07 dezembro, 2005

ambivalências


Leio a entrevista de Jung Chang ao Diário de Notícias e rememoro dois textos.

O primeiro é um ensaio de Duo Duo, poeta pequinês que abandonou, em 1989, a China de Deng Xiaoping – uma caliginosa crisálida que caminhava no sentido da apostasia dos preceitos económicos de Mao enquanto massacrava os seus filhos na Praça Tiananmen; o segundo é uma transcrição mais ou menos retocada, mais ou menos fiel aos acontecimentos – entre outras tantas que acenderam o fervor revolucionário de muita da intelectualidade europeia de 60 e 70 -, de uma alocução de Mao Tsé-tung na abertura da Primeira Sessão Plenária da Conferência Política Consultiva do Povo Chinês, datada de 21 de Setembro de 1949.

Um e outro desdizem-se. Como em todos os exercícios de saúde intelectual deste tipo - que todos os comunistas, da ortodoxia à heterodoxia, com uma paragem para meditação na catalepsia, deveriam repetir várias vezes ao ano -, um e outro cindem o autismo nostálgico de uma mentira, talvez a maior da História, e a dor inelutável da inocência perdida. Ainda há quem se esforce por alombar com ambos numa coexistência impossível. Não sei se isso não me comove.

Do primeiro recorto um parágrafo.

«Tudo se passou pouco antes do início da Revolução Cultural. Na parede ao lado da minha cama estava pendurado um cartaz com uma citação de Mao Tsé-tung: "Durante a época de trabalho no campo, devem comer-se alimentos sólidos; nos períodos em que não há muito para fazer, devem comer-se alimentos sólidos e líquidos, em partes iguais, e reforçá-los com batata e batata-doce". Conhecia todas as palavras de cor, embora não conseguisse perceber o seu significado. Todos os dias, antes de adormecer e depois de acordar, observava atentamente o cartaz e voltava a lê-lo. Não conseguia compreender por que motivo o nosso líder nos havia de dizer o que tínhamos de comer. Hoje, acredito que se se transformasse aquela citação num quadro, qualquer um a compreenderia: nos vastos campos não há nada para colher, 20 milhões de pessoas morrem à fome, porque não têm nada para comer. É por isso… É por isso que não se podia exprimir por intermédio da linguagem pictórica, só por palavras.»
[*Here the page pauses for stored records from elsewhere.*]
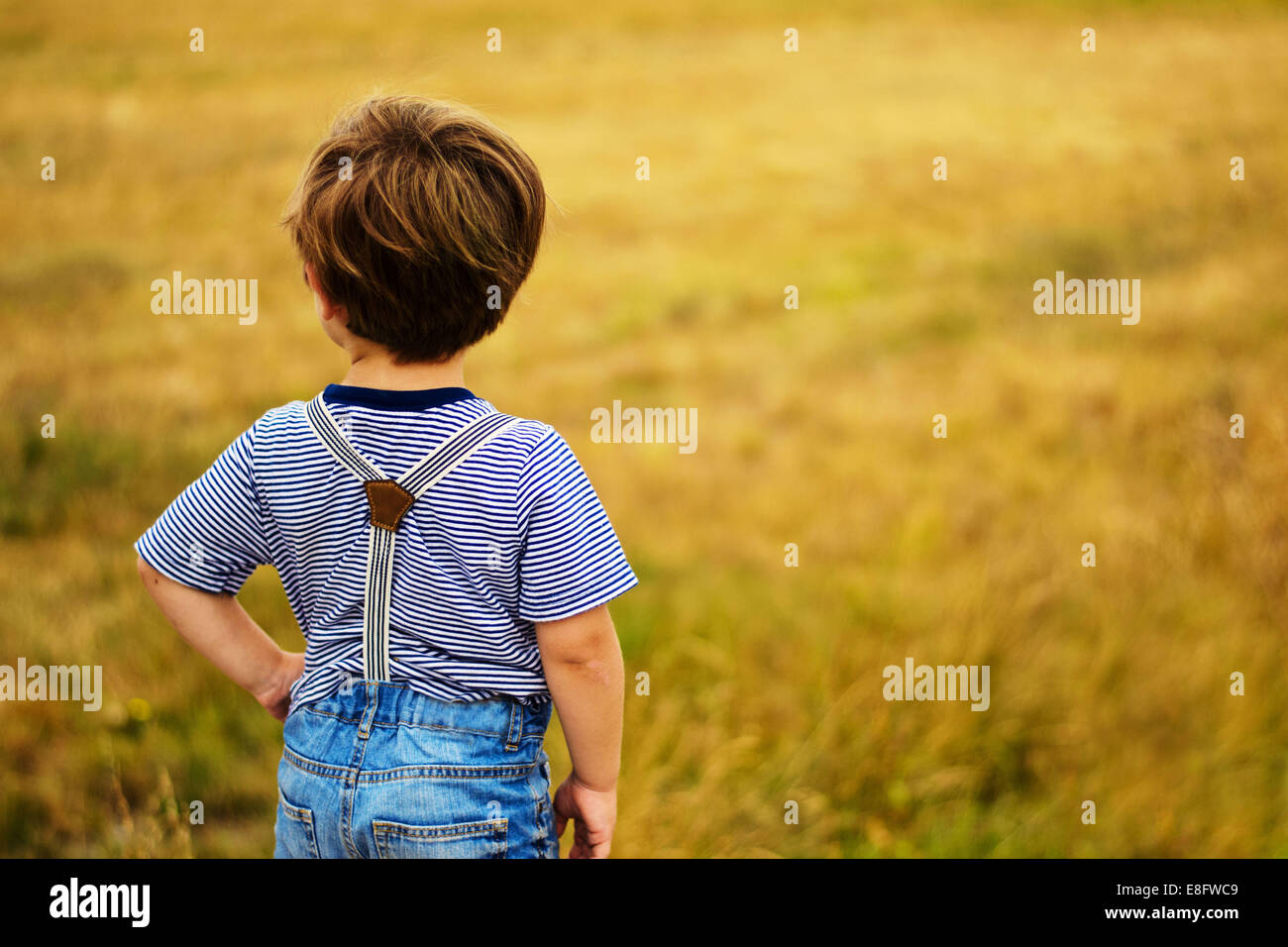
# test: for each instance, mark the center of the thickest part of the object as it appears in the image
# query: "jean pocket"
(296, 836)
(459, 840)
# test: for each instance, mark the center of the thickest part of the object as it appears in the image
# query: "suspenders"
(387, 501)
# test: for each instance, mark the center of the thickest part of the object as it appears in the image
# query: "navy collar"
(391, 399)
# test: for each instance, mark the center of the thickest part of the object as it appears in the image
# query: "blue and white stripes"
(510, 536)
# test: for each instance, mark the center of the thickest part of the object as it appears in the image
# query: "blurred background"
(768, 169)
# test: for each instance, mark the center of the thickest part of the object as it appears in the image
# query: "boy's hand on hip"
(593, 814)
(275, 692)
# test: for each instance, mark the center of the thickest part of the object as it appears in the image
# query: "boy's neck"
(378, 369)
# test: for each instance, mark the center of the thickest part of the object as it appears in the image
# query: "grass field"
(768, 169)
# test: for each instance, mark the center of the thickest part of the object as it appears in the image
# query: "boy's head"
(425, 235)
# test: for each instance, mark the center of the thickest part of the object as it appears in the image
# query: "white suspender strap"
(387, 501)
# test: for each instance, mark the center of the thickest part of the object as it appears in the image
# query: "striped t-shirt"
(514, 535)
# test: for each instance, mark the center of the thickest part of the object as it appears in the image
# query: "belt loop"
(369, 712)
(511, 741)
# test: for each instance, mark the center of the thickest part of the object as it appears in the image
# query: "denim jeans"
(385, 772)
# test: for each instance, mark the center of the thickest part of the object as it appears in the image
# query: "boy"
(449, 565)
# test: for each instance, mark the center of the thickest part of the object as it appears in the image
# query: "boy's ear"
(327, 308)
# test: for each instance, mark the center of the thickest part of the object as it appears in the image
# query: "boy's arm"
(583, 661)
(222, 630)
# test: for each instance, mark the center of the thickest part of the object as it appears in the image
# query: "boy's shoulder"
(284, 424)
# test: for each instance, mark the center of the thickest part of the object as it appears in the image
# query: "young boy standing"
(449, 565)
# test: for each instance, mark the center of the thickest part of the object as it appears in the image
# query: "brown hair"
(442, 206)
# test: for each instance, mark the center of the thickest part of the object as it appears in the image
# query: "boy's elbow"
(587, 641)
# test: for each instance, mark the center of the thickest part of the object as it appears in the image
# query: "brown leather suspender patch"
(387, 502)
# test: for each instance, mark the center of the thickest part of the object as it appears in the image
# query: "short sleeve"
(213, 536)
(571, 560)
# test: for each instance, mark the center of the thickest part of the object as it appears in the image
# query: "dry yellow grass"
(768, 169)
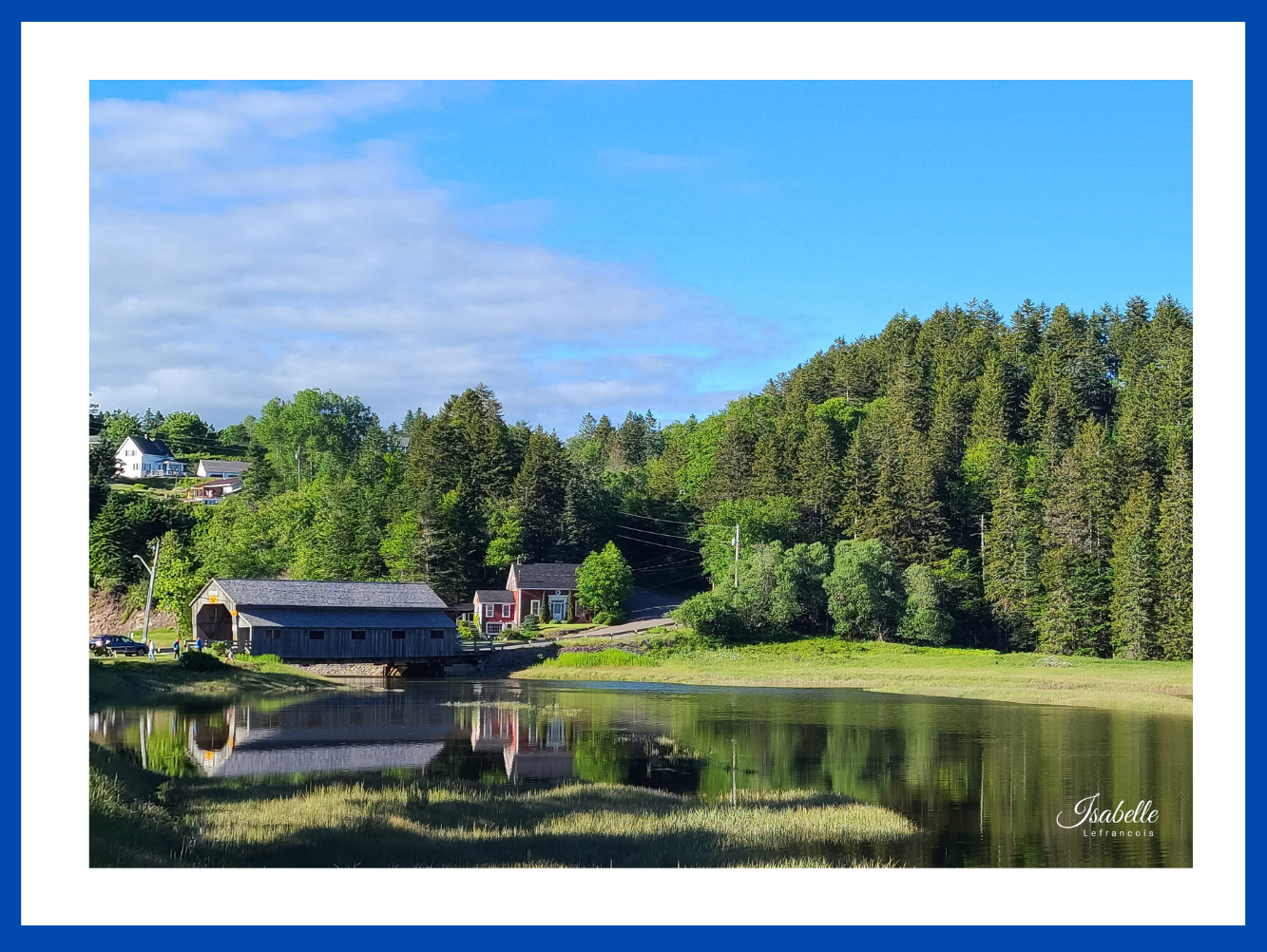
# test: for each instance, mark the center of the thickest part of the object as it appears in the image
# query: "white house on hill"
(141, 457)
(221, 468)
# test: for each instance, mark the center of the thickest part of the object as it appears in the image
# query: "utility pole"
(733, 798)
(149, 594)
(982, 533)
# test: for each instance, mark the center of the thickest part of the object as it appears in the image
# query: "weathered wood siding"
(339, 644)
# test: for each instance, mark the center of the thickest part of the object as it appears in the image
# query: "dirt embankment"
(109, 614)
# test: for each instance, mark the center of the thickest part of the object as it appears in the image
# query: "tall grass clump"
(612, 657)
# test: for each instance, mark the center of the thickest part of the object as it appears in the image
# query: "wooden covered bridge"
(380, 623)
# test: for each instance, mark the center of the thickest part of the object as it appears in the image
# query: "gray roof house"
(529, 589)
(221, 468)
(140, 457)
(312, 620)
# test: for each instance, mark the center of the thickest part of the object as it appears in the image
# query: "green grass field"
(140, 819)
(1161, 686)
(134, 680)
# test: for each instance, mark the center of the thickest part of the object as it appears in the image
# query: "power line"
(659, 544)
(665, 534)
(657, 518)
(662, 566)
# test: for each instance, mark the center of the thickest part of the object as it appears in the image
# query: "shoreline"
(1105, 684)
(125, 681)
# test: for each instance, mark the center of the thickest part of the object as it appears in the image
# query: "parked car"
(117, 644)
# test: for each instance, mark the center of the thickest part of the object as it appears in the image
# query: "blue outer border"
(551, 939)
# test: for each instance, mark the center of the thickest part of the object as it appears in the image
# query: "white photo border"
(60, 60)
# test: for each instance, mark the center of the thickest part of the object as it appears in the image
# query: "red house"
(528, 587)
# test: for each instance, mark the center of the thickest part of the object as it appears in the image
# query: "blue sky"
(583, 246)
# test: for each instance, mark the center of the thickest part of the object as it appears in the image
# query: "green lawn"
(134, 680)
(141, 819)
(1162, 686)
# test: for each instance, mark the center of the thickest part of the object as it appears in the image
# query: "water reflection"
(984, 780)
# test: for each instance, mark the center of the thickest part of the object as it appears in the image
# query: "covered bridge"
(305, 620)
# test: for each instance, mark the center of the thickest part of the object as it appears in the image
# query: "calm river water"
(985, 781)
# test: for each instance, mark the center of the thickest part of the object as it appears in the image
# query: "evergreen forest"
(1018, 483)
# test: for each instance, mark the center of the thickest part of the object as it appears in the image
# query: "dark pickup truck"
(117, 644)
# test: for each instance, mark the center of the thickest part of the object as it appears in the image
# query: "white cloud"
(351, 275)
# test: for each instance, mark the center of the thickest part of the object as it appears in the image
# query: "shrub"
(712, 617)
(201, 661)
(678, 640)
(604, 581)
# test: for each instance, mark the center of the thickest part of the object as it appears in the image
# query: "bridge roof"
(365, 618)
(327, 595)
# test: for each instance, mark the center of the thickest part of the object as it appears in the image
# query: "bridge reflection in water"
(361, 732)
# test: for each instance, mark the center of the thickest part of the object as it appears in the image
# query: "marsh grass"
(384, 821)
(126, 823)
(1152, 686)
(611, 657)
(128, 681)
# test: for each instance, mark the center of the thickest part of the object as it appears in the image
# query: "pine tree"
(1011, 555)
(1134, 575)
(1175, 559)
(1077, 528)
(989, 417)
(540, 494)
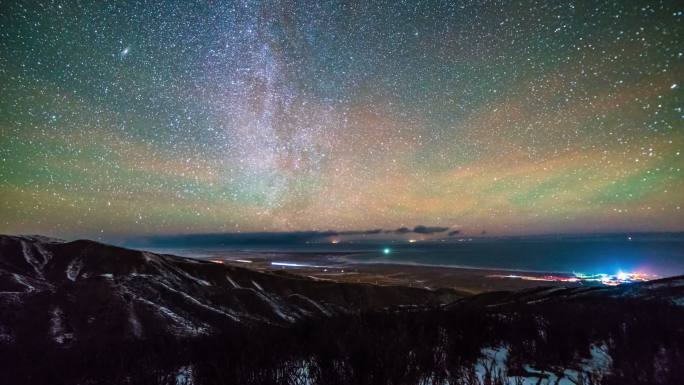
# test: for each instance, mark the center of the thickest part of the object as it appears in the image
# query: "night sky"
(512, 117)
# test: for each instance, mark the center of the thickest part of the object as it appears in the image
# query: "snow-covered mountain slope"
(79, 289)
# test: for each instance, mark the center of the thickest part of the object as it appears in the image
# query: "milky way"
(171, 117)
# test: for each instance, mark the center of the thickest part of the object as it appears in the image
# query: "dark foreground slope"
(83, 312)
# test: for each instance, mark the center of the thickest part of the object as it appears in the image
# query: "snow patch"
(184, 325)
(22, 281)
(74, 269)
(257, 286)
(57, 330)
(198, 303)
(184, 376)
(314, 303)
(31, 258)
(235, 285)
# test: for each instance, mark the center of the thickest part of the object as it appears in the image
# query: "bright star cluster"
(179, 117)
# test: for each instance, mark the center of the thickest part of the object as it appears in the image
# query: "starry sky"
(512, 117)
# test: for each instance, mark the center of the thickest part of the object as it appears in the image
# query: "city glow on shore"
(605, 279)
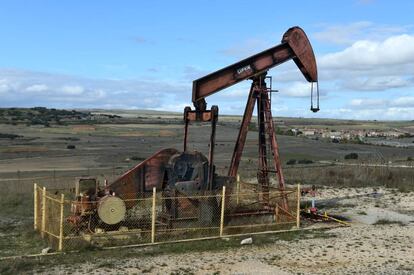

Do segundo recorto três linhas.

«Senhores delegados, estamos convictos de que o nosso trabalho ficará na história da humanidade, a demonstrar que o povo chinês, compreendendo um quarto de toda a humanidade, se pôs de pé.»

As nove centenas de páginas de Mao – A História Desconhecida, de Jung Chang e Jon Halliday, situam-se muito para lá da implosão ideológica, a jusante do conflito interior ou da persistência da negação, da capitulação amuada do idealismo de antanho ou do trabalho de mineração, diário e quase obsessivo, em busca do aproveitável. É uma desinfecção da História que coloca num único plano tenebroso o Mao das grutas de Yan’an e o Mao baboso jarreta que enfeitava o leito com jovens amantes. Não sei se isso não me comove.